For Western style cuisine the use of spice is much more limited. Again, the desired effect determines how the spice is used. For a Greek lamb stifado dried orange peel will be simmered in the cooking liquid but in Italian cuisine a gremolata might be made with fresh, raw orange zest sprinkled over braised lamb. Of course classic French cuisine utilizes spices very sparingly prefering to use fresh herbs instead. I don't need to go into sachet or bouquet garni since everyone knows how to use them.

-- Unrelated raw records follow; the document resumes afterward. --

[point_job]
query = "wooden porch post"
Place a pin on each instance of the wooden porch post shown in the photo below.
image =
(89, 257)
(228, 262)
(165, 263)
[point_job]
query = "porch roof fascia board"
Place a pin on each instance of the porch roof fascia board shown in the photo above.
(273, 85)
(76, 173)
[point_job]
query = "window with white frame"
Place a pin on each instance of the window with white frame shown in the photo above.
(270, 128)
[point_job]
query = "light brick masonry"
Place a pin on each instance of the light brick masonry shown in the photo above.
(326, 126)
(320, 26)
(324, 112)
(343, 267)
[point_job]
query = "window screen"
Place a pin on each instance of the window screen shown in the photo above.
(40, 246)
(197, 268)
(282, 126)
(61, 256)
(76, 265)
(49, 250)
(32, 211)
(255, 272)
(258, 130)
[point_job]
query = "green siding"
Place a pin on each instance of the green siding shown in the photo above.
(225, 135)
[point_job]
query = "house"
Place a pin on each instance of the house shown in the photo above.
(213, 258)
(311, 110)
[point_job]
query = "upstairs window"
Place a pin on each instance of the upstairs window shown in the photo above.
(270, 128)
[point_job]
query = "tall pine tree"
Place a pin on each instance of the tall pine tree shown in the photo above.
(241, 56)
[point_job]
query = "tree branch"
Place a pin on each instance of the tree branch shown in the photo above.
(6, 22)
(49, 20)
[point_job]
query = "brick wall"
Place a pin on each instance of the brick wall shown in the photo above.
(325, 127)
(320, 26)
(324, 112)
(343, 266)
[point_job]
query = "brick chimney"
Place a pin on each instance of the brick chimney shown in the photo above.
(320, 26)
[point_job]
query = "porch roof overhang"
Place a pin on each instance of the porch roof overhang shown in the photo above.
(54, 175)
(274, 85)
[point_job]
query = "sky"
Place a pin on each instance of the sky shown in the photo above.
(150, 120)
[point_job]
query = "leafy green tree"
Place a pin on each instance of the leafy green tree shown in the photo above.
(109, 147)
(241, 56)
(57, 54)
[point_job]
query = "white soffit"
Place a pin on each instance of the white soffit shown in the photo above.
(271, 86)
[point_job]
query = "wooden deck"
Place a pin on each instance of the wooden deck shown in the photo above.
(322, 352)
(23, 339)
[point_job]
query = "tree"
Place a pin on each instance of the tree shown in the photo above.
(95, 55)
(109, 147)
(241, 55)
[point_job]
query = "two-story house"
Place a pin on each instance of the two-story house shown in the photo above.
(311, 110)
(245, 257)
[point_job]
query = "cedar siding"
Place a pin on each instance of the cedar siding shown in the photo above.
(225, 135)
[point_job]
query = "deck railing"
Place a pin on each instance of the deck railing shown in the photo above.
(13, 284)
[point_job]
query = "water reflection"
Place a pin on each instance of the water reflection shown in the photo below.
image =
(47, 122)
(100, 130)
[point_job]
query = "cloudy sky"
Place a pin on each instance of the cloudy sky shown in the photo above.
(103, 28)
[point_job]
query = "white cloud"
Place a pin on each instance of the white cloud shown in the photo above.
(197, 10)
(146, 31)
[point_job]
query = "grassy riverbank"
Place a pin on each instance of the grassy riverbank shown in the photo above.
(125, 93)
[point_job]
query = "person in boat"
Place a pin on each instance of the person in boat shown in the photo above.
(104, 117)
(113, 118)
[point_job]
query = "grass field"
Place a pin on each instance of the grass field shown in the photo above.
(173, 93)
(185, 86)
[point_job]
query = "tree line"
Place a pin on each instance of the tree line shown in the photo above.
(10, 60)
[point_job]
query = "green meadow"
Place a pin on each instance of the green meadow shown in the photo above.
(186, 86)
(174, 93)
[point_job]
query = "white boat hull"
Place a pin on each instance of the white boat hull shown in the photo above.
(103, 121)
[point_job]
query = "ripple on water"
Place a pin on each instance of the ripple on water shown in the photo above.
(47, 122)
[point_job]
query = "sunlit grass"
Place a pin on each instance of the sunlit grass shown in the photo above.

Hope this helps in any way!


----------



## chrisbristol (Feb 16, 2014)

One thing I picked up form what you said was about the cardamom.  I actually use cardamom pods so they are fresh. Cardamom is  a taste I really like in  a curry if I were to add them a bit later on in the process would I taste the cardamom more?


----------



## cheflayne (Aug 21, 2004)

Cardamom is one of my favorites and you are right to buy the pods for their freshness of flavor due to the essential oils being more intact. As to when to add the cardamom, it depends upon what exactly I am cooking. Generally I like to use it early in the process to get a mingling and marriage with the other flavors. However to highlight the floral aromatic qualities, many times I will decorticate some additional cardamom. Grind it with a mortar and pestle and sprinkle a little bit of it in the dish towards the end of the cooking as well. It adds a great finishing touch.


----------



## chrisbristol (Feb 16, 2014)

I think that sounds like a good idea adding some more at the end.


----------